Panasonic posted a larger-than-expected 5.6 per cent fall in quarterly profit today as tough price competition in TVs and a stronger yen offset help from Japan's incentive scheme.
Panasonic, the world's fourth-largest television maker after Samsung Electronics, LG Electronics and Sony, is struggling to catch up in smartphones and tablets, a market dominated by Apple and with Samsung emerging as a key rival.
"From October onwards, we faced substantial price falls (for TV sets) all over the world, with competition from Samsung and LG," managing director Makoto Uenoyama told a news conference, adding that the TV business made a loss in October-December.
Investors are eyeing Panasonic's ability to restructure quickly and show benefits after its buyout of subsidiary Sanyo Electric, which is aimed at sharpening the company's focus on environmental technologies such as solar power systems and rechargeable batteries.
The company is expected to provide an update on integration plans later this year.
"It's difficult to evaluate earnings for Panasonic as the company is still in a phase of transition after its buyout of Sanyo Electric," said Koichi Ogawa, chief portfolio manager at Daiwa SB Investments.

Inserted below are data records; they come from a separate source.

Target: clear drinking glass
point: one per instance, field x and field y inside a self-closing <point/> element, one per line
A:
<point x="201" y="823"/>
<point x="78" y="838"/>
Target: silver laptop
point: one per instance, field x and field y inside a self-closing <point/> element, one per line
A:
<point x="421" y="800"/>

"Its long-term strategy is firm as Panasonic will focus more on batteries, but it looks hard for Panasonic to make big profits as its business is still weighed heavily in consumer electronics," he said, adding that heated competition in the flat-TV business is hitting all players.
Panasonic reported an operating profit of 95.36 billion yen (€850 million) for October-December, lagging the average forecast of 109.1 billion yen from a poll of six analysts.
Japanese consumers rushed to buy home appliances and electronics in November, ahead of cutbacks to a government incentive scheme that is aimed at encouraging them to buy environment-friendly goods.
The maker of Viera TVs and Lumix cameras left its full-year profit outlook at 310 billion yen, compared with the consensus of 328 billion yen in a poll of 20 analysts. Operating profit for the year to March 2010 was 190 billion yen.
Panasonic shares have fallen nearly 30 per cent from a 14-month high of 1,585 yen reached in January last year, compared with a 5 per cent fall in the Nikkei average.